Unit V. Phytochemicals in disease prevention:

• Utility in treatment of cancer, diabetes, cardiovascular diseases. Mode of action-antioxidants, hormonal action, stimulation of enzymes, interference with DNA replication, antibacterial and antifungal effects, blocking and suppressing agents, phytoestrogens, isoflavanoids and lignans. Toxins such as glycoalkaloids, fucocoumarins, miscellaneous toxicants. Drug discovery and development.

Unit VI. Methods of isolation and analysis:

• Extraction techniques. Separation and Purification techniques-chromatography TLC, HPLC and GC. Detection techniques-UV-Vis spectroscopy, Infrared spectroscopy (IR) and Mass spectroscopy (MS), NMR spectroscopy.

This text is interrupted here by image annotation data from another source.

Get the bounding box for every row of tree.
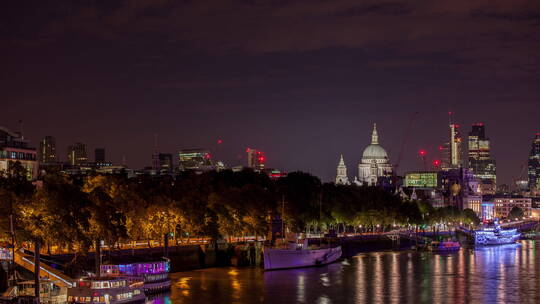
[0,163,478,252]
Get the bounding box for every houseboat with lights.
[99,261,171,294]
[263,239,341,270]
[456,221,521,246]
[67,277,146,304]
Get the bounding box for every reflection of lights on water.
[296,273,306,303]
[174,277,191,289]
[355,257,368,303]
[321,273,330,287]
[390,252,401,303]
[317,295,332,304]
[374,252,384,297]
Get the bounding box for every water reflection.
[148,241,540,304]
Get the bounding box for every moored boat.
[100,261,171,293]
[67,277,146,304]
[263,240,341,270]
[456,221,521,246]
[429,241,461,253]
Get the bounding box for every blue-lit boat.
[456,221,521,246]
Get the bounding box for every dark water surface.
[151,241,540,304]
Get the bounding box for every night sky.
[0,0,540,183]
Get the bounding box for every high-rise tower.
[468,123,497,194]
[246,148,266,170]
[94,148,105,163]
[67,143,88,166]
[528,133,540,193]
[38,136,57,163]
[439,123,462,170]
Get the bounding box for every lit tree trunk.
[34,240,41,304]
[94,239,101,276]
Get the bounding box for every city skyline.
[2,118,538,187]
[0,0,540,184]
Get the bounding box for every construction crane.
[392,112,419,189]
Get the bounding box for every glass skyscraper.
[528,133,540,192]
[469,123,497,187]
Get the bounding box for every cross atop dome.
[371,123,379,145]
[339,154,345,166]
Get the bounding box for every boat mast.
[281,195,285,242]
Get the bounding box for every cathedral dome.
[362,124,388,164]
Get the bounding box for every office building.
[67,143,88,166]
[38,136,58,164]
[0,127,38,180]
[468,123,497,195]
[94,148,105,164]
[528,133,540,194]
[158,153,174,172]
[178,149,213,171]
[246,148,266,170]
[439,124,462,170]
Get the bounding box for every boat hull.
[456,229,521,246]
[263,246,341,270]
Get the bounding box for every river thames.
[149,241,540,304]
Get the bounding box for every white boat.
[263,239,341,270]
[67,278,146,304]
[456,221,521,246]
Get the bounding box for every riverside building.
[0,127,38,180]
[468,123,497,195]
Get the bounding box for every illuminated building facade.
[246,148,266,170]
[439,124,462,171]
[528,133,540,194]
[479,202,495,221]
[468,123,497,194]
[67,143,88,166]
[38,136,58,163]
[178,149,213,171]
[0,127,38,180]
[358,124,393,186]
[94,148,105,164]
[158,153,174,172]
[405,171,439,189]
[335,155,349,185]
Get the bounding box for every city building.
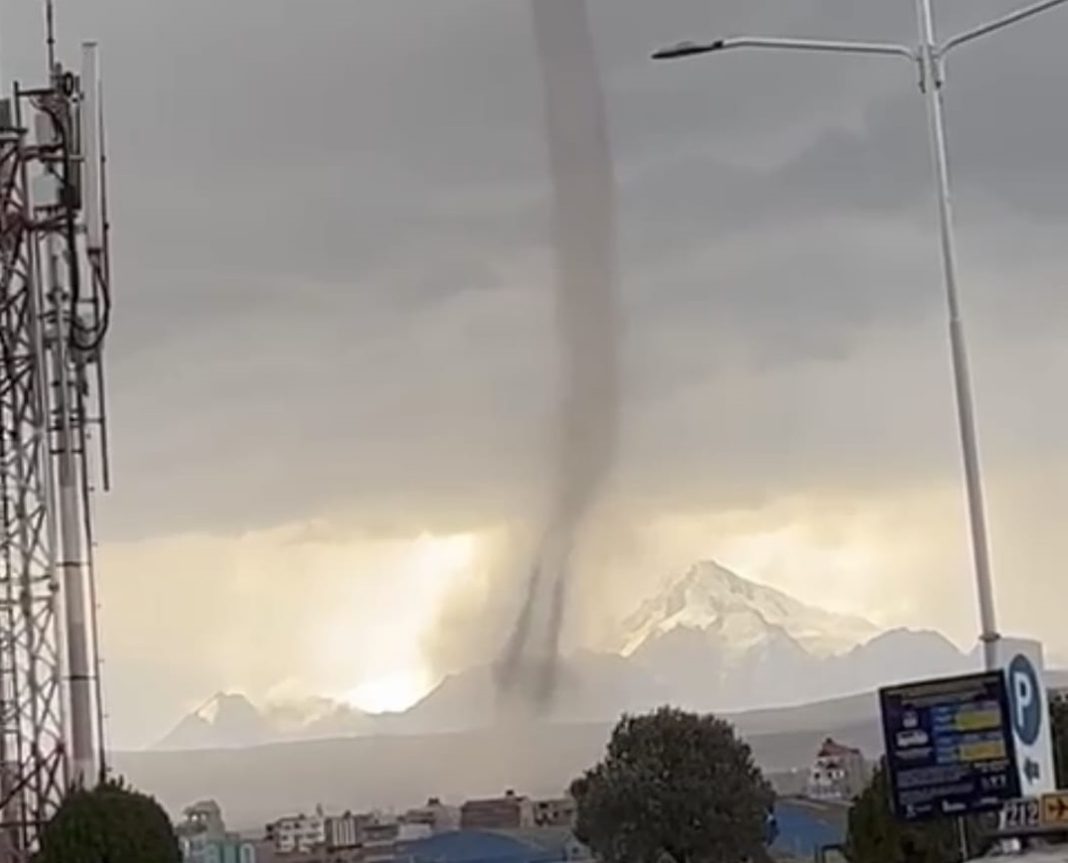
[267,806,327,854]
[805,737,867,802]
[402,797,460,833]
[460,788,534,830]
[398,828,592,863]
[534,797,578,828]
[174,800,261,863]
[324,812,376,850]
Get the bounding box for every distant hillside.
[121,696,881,828]
[157,562,976,750]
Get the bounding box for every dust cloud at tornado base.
[497,0,619,713]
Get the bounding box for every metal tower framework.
[0,32,111,863]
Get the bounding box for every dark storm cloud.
[8,0,1068,533]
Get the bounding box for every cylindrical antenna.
[80,42,104,253]
[45,0,56,74]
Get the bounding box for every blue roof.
[403,830,561,863]
[771,800,846,858]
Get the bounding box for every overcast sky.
[0,0,1068,746]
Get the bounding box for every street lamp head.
[653,38,724,60]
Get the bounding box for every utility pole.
[653,0,1068,670]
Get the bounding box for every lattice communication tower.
[0,11,111,863]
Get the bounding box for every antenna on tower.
[45,0,56,76]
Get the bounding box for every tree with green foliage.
[571,707,774,863]
[35,781,182,863]
[1050,701,1068,788]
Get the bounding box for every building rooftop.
[818,737,861,758]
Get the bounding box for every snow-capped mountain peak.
[619,561,879,657]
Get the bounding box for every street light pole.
[654,0,1068,670]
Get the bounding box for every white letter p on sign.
[1012,674,1035,728]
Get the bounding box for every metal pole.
[47,236,96,788]
[916,0,1001,670]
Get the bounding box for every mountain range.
[156,562,977,751]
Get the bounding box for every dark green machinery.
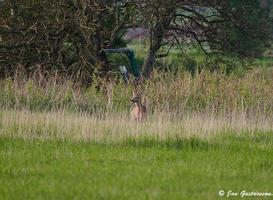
[103,48,141,82]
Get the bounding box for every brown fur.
[131,92,147,121]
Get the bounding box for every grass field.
[0,131,273,199]
[0,110,273,199]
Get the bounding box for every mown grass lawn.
[0,132,273,199]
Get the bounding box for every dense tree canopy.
[0,0,272,80]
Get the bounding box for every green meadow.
[0,131,273,199]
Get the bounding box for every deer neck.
[135,102,142,107]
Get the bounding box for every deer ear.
[137,91,142,96]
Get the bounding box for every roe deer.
[131,92,147,121]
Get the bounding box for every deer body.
[131,93,147,121]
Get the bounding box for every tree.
[0,0,134,79]
[137,0,272,77]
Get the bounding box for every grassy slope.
[0,132,273,199]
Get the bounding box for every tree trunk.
[143,50,156,78]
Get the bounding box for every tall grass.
[0,110,273,143]
[0,70,273,117]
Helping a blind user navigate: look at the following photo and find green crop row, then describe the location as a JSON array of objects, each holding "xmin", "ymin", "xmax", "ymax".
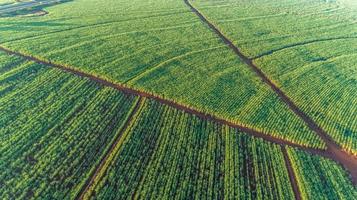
[
  {"xmin": 192, "ymin": 0, "xmax": 357, "ymax": 155},
  {"xmin": 86, "ymin": 100, "xmax": 294, "ymax": 199},
  {"xmin": 287, "ymin": 148, "xmax": 357, "ymax": 199},
  {"xmin": 0, "ymin": 57, "xmax": 136, "ymax": 199},
  {"xmin": 0, "ymin": 0, "xmax": 325, "ymax": 148}
]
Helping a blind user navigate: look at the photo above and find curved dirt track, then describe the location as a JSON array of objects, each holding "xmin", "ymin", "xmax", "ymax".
[
  {"xmin": 251, "ymin": 36, "xmax": 357, "ymax": 60},
  {"xmin": 0, "ymin": 46, "xmax": 324, "ymax": 155},
  {"xmin": 281, "ymin": 146, "xmax": 301, "ymax": 200},
  {"xmin": 76, "ymin": 97, "xmax": 142, "ymax": 200},
  {"xmin": 184, "ymin": 0, "xmax": 357, "ymax": 185}
]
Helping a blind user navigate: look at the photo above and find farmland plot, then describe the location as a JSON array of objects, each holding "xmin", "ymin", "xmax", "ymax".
[
  {"xmin": 0, "ymin": 55, "xmax": 136, "ymax": 199},
  {"xmin": 288, "ymin": 148, "xmax": 357, "ymax": 199},
  {"xmin": 85, "ymin": 100, "xmax": 294, "ymax": 199},
  {"xmin": 0, "ymin": 0, "xmax": 324, "ymax": 148},
  {"xmin": 193, "ymin": 0, "xmax": 357, "ymax": 154}
]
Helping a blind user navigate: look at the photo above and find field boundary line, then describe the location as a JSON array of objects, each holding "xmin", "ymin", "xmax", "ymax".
[
  {"xmin": 281, "ymin": 145, "xmax": 301, "ymax": 200},
  {"xmin": 250, "ymin": 36, "xmax": 357, "ymax": 60},
  {"xmin": 0, "ymin": 45, "xmax": 350, "ymax": 181},
  {"xmin": 76, "ymin": 96, "xmax": 144, "ymax": 200},
  {"xmin": 0, "ymin": 45, "xmax": 330, "ymax": 157},
  {"xmin": 183, "ymin": 0, "xmax": 357, "ymax": 185}
]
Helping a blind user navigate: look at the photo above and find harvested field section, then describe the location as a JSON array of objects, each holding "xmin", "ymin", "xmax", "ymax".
[
  {"xmin": 287, "ymin": 148, "xmax": 357, "ymax": 199},
  {"xmin": 0, "ymin": 59, "xmax": 136, "ymax": 199},
  {"xmin": 86, "ymin": 100, "xmax": 294, "ymax": 199},
  {"xmin": 256, "ymin": 39, "xmax": 357, "ymax": 155},
  {"xmin": 0, "ymin": 0, "xmax": 325, "ymax": 149}
]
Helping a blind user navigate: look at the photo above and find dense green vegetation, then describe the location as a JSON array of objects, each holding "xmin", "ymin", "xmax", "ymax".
[
  {"xmin": 86, "ymin": 100, "xmax": 294, "ymax": 199},
  {"xmin": 0, "ymin": 0, "xmax": 357, "ymax": 200},
  {"xmin": 0, "ymin": 0, "xmax": 324, "ymax": 148},
  {"xmin": 193, "ymin": 0, "xmax": 357, "ymax": 155},
  {"xmin": 0, "ymin": 55, "xmax": 136, "ymax": 199},
  {"xmin": 288, "ymin": 148, "xmax": 357, "ymax": 199}
]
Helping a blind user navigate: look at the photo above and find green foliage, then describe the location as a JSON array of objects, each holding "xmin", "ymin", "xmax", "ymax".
[
  {"xmin": 86, "ymin": 100, "xmax": 294, "ymax": 199},
  {"xmin": 0, "ymin": 0, "xmax": 325, "ymax": 148},
  {"xmin": 287, "ymin": 148, "xmax": 357, "ymax": 199},
  {"xmin": 0, "ymin": 57, "xmax": 135, "ymax": 199},
  {"xmin": 192, "ymin": 0, "xmax": 357, "ymax": 155}
]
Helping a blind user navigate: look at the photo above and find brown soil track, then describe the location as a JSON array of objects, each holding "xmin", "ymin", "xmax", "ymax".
[
  {"xmin": 76, "ymin": 96, "xmax": 142, "ymax": 199},
  {"xmin": 0, "ymin": 46, "xmax": 331, "ymax": 158},
  {"xmin": 0, "ymin": 43, "xmax": 357, "ymax": 185},
  {"xmin": 251, "ymin": 36, "xmax": 357, "ymax": 60},
  {"xmin": 184, "ymin": 0, "xmax": 357, "ymax": 185},
  {"xmin": 281, "ymin": 146, "xmax": 301, "ymax": 200}
]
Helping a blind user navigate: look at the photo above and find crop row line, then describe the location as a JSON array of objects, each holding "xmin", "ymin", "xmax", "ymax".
[
  {"xmin": 76, "ymin": 97, "xmax": 143, "ymax": 199},
  {"xmin": 0, "ymin": 46, "xmax": 331, "ymax": 158},
  {"xmin": 183, "ymin": 0, "xmax": 357, "ymax": 188}
]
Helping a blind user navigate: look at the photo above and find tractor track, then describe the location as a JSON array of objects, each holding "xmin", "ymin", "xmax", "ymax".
[
  {"xmin": 281, "ymin": 146, "xmax": 302, "ymax": 200},
  {"xmin": 183, "ymin": 0, "xmax": 357, "ymax": 188},
  {"xmin": 0, "ymin": 46, "xmax": 332, "ymax": 158},
  {"xmin": 76, "ymin": 96, "xmax": 143, "ymax": 200}
]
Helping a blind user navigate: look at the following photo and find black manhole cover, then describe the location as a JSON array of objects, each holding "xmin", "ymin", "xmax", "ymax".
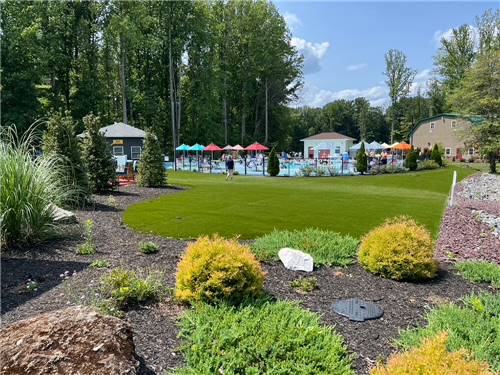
[{"xmin": 333, "ymin": 298, "xmax": 384, "ymax": 322}]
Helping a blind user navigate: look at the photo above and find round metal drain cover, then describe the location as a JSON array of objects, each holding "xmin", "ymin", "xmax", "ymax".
[{"xmin": 333, "ymin": 298, "xmax": 384, "ymax": 322}]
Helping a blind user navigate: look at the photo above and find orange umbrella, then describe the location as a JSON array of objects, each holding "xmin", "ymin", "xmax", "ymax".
[{"xmin": 392, "ymin": 142, "xmax": 411, "ymax": 151}]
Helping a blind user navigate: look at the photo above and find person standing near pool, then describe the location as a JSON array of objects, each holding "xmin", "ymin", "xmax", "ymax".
[{"xmin": 226, "ymin": 155, "xmax": 234, "ymax": 181}]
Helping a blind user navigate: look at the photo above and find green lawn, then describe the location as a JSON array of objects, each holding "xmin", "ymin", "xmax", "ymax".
[{"xmin": 124, "ymin": 167, "xmax": 475, "ymax": 239}]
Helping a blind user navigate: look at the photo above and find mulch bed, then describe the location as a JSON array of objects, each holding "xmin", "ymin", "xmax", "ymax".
[{"xmin": 1, "ymin": 186, "xmax": 490, "ymax": 374}]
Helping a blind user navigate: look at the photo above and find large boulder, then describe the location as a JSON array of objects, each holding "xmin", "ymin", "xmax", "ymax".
[
  {"xmin": 0, "ymin": 306, "xmax": 137, "ymax": 375},
  {"xmin": 278, "ymin": 247, "xmax": 314, "ymax": 272}
]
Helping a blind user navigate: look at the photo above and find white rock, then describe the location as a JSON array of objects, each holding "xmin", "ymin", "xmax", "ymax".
[{"xmin": 278, "ymin": 247, "xmax": 314, "ymax": 272}]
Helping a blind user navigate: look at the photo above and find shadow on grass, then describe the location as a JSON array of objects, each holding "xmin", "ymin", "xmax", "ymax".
[{"xmin": 1, "ymin": 256, "xmax": 89, "ymax": 314}]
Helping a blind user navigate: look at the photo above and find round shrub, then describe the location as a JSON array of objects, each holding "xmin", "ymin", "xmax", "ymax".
[
  {"xmin": 175, "ymin": 236, "xmax": 264, "ymax": 304},
  {"xmin": 358, "ymin": 216, "xmax": 438, "ymax": 280}
]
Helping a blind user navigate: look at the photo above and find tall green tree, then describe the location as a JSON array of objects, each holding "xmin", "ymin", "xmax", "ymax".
[{"xmin": 384, "ymin": 49, "xmax": 416, "ymax": 144}]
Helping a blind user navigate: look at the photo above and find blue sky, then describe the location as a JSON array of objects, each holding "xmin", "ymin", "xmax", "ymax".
[{"xmin": 275, "ymin": 1, "xmax": 499, "ymax": 106}]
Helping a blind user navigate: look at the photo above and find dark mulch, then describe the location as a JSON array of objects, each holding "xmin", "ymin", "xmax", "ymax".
[{"xmin": 1, "ymin": 187, "xmax": 490, "ymax": 374}]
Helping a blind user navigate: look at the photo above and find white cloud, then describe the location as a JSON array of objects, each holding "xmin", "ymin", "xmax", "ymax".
[
  {"xmin": 432, "ymin": 25, "xmax": 479, "ymax": 48},
  {"xmin": 346, "ymin": 63, "xmax": 368, "ymax": 72},
  {"xmin": 290, "ymin": 37, "xmax": 330, "ymax": 74},
  {"xmin": 283, "ymin": 12, "xmax": 302, "ymax": 31}
]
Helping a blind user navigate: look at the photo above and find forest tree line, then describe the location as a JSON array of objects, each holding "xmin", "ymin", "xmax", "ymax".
[{"xmin": 1, "ymin": 0, "xmax": 500, "ymax": 152}]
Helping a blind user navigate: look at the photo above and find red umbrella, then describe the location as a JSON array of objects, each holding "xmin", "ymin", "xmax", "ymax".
[{"xmin": 245, "ymin": 142, "xmax": 269, "ymax": 151}]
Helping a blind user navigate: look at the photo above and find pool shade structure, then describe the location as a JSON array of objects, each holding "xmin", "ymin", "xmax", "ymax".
[{"xmin": 332, "ymin": 298, "xmax": 384, "ymax": 322}]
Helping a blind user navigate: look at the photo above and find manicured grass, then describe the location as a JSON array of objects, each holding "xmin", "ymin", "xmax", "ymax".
[
  {"xmin": 252, "ymin": 228, "xmax": 359, "ymax": 266},
  {"xmin": 396, "ymin": 293, "xmax": 500, "ymax": 372},
  {"xmin": 175, "ymin": 302, "xmax": 354, "ymax": 375},
  {"xmin": 455, "ymin": 262, "xmax": 500, "ymax": 288},
  {"xmin": 124, "ymin": 167, "xmax": 475, "ymax": 239}
]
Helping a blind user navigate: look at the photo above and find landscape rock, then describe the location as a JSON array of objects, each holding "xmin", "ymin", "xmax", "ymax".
[
  {"xmin": 52, "ymin": 205, "xmax": 76, "ymax": 224},
  {"xmin": 278, "ymin": 247, "xmax": 314, "ymax": 272},
  {"xmin": 0, "ymin": 306, "xmax": 137, "ymax": 375}
]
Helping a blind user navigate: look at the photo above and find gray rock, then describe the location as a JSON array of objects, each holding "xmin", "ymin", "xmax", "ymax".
[{"xmin": 278, "ymin": 247, "xmax": 314, "ymax": 272}]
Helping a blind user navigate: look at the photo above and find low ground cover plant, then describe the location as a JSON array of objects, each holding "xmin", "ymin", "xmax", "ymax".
[
  {"xmin": 0, "ymin": 127, "xmax": 73, "ymax": 247},
  {"xmin": 139, "ymin": 241, "xmax": 160, "ymax": 254},
  {"xmin": 78, "ymin": 219, "xmax": 96, "ymax": 255},
  {"xmin": 100, "ymin": 268, "xmax": 167, "ymax": 309},
  {"xmin": 396, "ymin": 293, "xmax": 500, "ymax": 372},
  {"xmin": 252, "ymin": 228, "xmax": 359, "ymax": 266},
  {"xmin": 175, "ymin": 236, "xmax": 264, "ymax": 304},
  {"xmin": 290, "ymin": 277, "xmax": 318, "ymax": 293},
  {"xmin": 370, "ymin": 332, "xmax": 493, "ymax": 375},
  {"xmin": 176, "ymin": 302, "xmax": 354, "ymax": 375},
  {"xmin": 358, "ymin": 216, "xmax": 438, "ymax": 280},
  {"xmin": 455, "ymin": 262, "xmax": 500, "ymax": 288}
]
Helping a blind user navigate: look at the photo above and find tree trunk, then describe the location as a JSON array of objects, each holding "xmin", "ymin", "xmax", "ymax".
[{"xmin": 120, "ymin": 35, "xmax": 128, "ymax": 124}]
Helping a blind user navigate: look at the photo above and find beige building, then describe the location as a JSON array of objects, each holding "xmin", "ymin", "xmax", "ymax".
[{"xmin": 410, "ymin": 113, "xmax": 482, "ymax": 160}]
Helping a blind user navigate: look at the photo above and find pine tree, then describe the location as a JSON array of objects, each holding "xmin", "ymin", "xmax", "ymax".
[
  {"xmin": 267, "ymin": 148, "xmax": 280, "ymax": 176},
  {"xmin": 431, "ymin": 144, "xmax": 443, "ymax": 167},
  {"xmin": 356, "ymin": 141, "xmax": 368, "ymax": 174},
  {"xmin": 405, "ymin": 147, "xmax": 417, "ymax": 171},
  {"xmin": 83, "ymin": 114, "xmax": 116, "ymax": 192},
  {"xmin": 139, "ymin": 132, "xmax": 166, "ymax": 187},
  {"xmin": 43, "ymin": 112, "xmax": 89, "ymax": 205}
]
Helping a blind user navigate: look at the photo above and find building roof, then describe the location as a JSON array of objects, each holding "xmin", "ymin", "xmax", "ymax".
[
  {"xmin": 410, "ymin": 113, "xmax": 484, "ymax": 137},
  {"xmin": 78, "ymin": 122, "xmax": 146, "ymax": 138},
  {"xmin": 301, "ymin": 132, "xmax": 356, "ymax": 141}
]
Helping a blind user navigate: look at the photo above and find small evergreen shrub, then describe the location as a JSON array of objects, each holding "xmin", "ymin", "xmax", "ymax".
[
  {"xmin": 405, "ymin": 147, "xmax": 418, "ymax": 171},
  {"xmin": 267, "ymin": 147, "xmax": 280, "ymax": 176},
  {"xmin": 396, "ymin": 293, "xmax": 500, "ymax": 373},
  {"xmin": 358, "ymin": 216, "xmax": 438, "ymax": 280},
  {"xmin": 175, "ymin": 302, "xmax": 354, "ymax": 375},
  {"xmin": 175, "ymin": 236, "xmax": 264, "ymax": 304},
  {"xmin": 431, "ymin": 143, "xmax": 443, "ymax": 167},
  {"xmin": 43, "ymin": 112, "xmax": 89, "ymax": 205},
  {"xmin": 101, "ymin": 268, "xmax": 167, "ymax": 309},
  {"xmin": 78, "ymin": 219, "xmax": 95, "ymax": 255},
  {"xmin": 370, "ymin": 332, "xmax": 493, "ymax": 375},
  {"xmin": 356, "ymin": 141, "xmax": 368, "ymax": 174},
  {"xmin": 82, "ymin": 114, "xmax": 116, "ymax": 193},
  {"xmin": 139, "ymin": 242, "xmax": 160, "ymax": 254},
  {"xmin": 251, "ymin": 228, "xmax": 359, "ymax": 266},
  {"xmin": 138, "ymin": 132, "xmax": 166, "ymax": 187},
  {"xmin": 455, "ymin": 262, "xmax": 500, "ymax": 288}
]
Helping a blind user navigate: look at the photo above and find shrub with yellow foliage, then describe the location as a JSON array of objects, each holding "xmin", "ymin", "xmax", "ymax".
[
  {"xmin": 175, "ymin": 236, "xmax": 264, "ymax": 304},
  {"xmin": 370, "ymin": 332, "xmax": 493, "ymax": 375},
  {"xmin": 358, "ymin": 216, "xmax": 438, "ymax": 280}
]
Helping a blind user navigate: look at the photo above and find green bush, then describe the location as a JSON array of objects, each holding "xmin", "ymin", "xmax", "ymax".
[
  {"xmin": 431, "ymin": 144, "xmax": 443, "ymax": 167},
  {"xmin": 101, "ymin": 268, "xmax": 167, "ymax": 308},
  {"xmin": 267, "ymin": 147, "xmax": 280, "ymax": 176},
  {"xmin": 396, "ymin": 293, "xmax": 500, "ymax": 372},
  {"xmin": 455, "ymin": 262, "xmax": 500, "ymax": 288},
  {"xmin": 43, "ymin": 112, "xmax": 89, "ymax": 205},
  {"xmin": 251, "ymin": 228, "xmax": 359, "ymax": 266},
  {"xmin": 83, "ymin": 114, "xmax": 116, "ymax": 192},
  {"xmin": 139, "ymin": 242, "xmax": 160, "ymax": 254},
  {"xmin": 138, "ymin": 132, "xmax": 166, "ymax": 187},
  {"xmin": 356, "ymin": 141, "xmax": 368, "ymax": 174},
  {"xmin": 0, "ymin": 127, "xmax": 74, "ymax": 247},
  {"xmin": 175, "ymin": 236, "xmax": 264, "ymax": 304},
  {"xmin": 358, "ymin": 216, "xmax": 438, "ymax": 280},
  {"xmin": 176, "ymin": 302, "xmax": 354, "ymax": 375}
]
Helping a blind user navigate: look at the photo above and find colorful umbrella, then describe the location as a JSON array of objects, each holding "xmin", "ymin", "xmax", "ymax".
[{"xmin": 245, "ymin": 142, "xmax": 269, "ymax": 151}]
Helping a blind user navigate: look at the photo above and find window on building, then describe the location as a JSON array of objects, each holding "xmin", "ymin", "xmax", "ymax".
[
  {"xmin": 130, "ymin": 146, "xmax": 142, "ymax": 159},
  {"xmin": 113, "ymin": 146, "xmax": 124, "ymax": 155}
]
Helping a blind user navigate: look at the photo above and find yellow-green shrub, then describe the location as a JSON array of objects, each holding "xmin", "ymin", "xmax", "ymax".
[
  {"xmin": 175, "ymin": 236, "xmax": 264, "ymax": 304},
  {"xmin": 370, "ymin": 332, "xmax": 493, "ymax": 375},
  {"xmin": 358, "ymin": 216, "xmax": 438, "ymax": 280}
]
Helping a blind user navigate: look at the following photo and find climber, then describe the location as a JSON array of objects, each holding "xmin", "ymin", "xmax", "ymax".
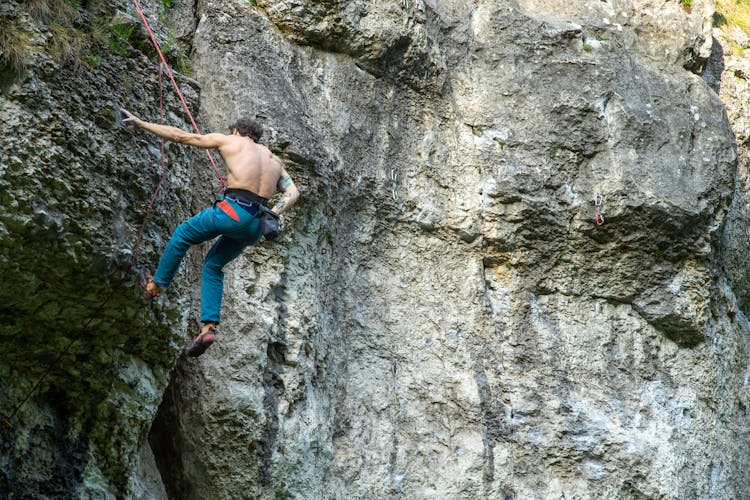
[{"xmin": 121, "ymin": 109, "xmax": 299, "ymax": 357}]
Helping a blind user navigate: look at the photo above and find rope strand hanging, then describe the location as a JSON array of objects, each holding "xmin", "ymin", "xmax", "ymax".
[{"xmin": 133, "ymin": 0, "xmax": 227, "ymax": 191}]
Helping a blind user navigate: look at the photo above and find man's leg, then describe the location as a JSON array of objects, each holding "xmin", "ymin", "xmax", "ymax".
[
  {"xmin": 201, "ymin": 236, "xmax": 248, "ymax": 324},
  {"xmin": 154, "ymin": 207, "xmax": 219, "ymax": 288}
]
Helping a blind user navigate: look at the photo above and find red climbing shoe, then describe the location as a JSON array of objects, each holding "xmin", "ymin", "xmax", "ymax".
[
  {"xmin": 187, "ymin": 323, "xmax": 216, "ymax": 358},
  {"xmin": 141, "ymin": 269, "xmax": 161, "ymax": 300}
]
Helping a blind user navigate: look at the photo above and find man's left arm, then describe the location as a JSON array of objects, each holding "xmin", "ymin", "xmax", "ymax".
[{"xmin": 121, "ymin": 109, "xmax": 227, "ymax": 149}]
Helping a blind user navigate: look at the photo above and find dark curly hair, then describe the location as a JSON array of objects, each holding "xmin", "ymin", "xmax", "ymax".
[{"xmin": 229, "ymin": 116, "xmax": 263, "ymax": 142}]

Unit VII. Biotechnology and Phytochemical production:

• Engineering the plant metabolism. Methods of expression of foreign proteins in plants, production of pharmaceuticals and industrial enzymes, expression of whole proteins and pharmaceutically active peptides. Isolation and purification from plants.

 

BOT. 52A. Plant Cell Culture Technology

Unit I. Introduction: Plant metabolites and their importance

• Cell culture techniques: suspension culture- bioreactors, cell line selection, in vitro mutagensis, protoplast hybridization: consequences and applications.

Unit II. Secondary metabolite classes & groups

• Alkaloids- morphines, codeine, quinine, nicotine, cocaine, hyoscyamine,
• lysergic acid, taxol
• Terpenoids: Menthol, camphor, caroteniod, pigments
• Polyterpenes: rubber
• Phenyl propanoids: Anthocyanin, coumarins, favanoids, isoflavniods,
• stilbenes, tannins
• Quinones: Anthraquinones, benzoquinones, naphthoquinones
• Steroids: Diosegnin, sterols, ferruginol
• Exploitation of secondary metabolites in culture. Role of cell line selection, in vitro mutagenesis for exploitation. Biochemicals from cultured plant cells, productivity enhancement- optimization of medium and culture conditions, development of high yielding cell lines, elicitors, use of organ culture and two-phase system.

Unit III. Large scale exploitation of secondary metabolites

• Hairy root culture- advantages, commercial production of shikokonin, berberine, diosegnin, taxol, vincristine, vinblastine, scopolamine, ajmaline Biotransformation, Metabolic engineering - advantages and limitations.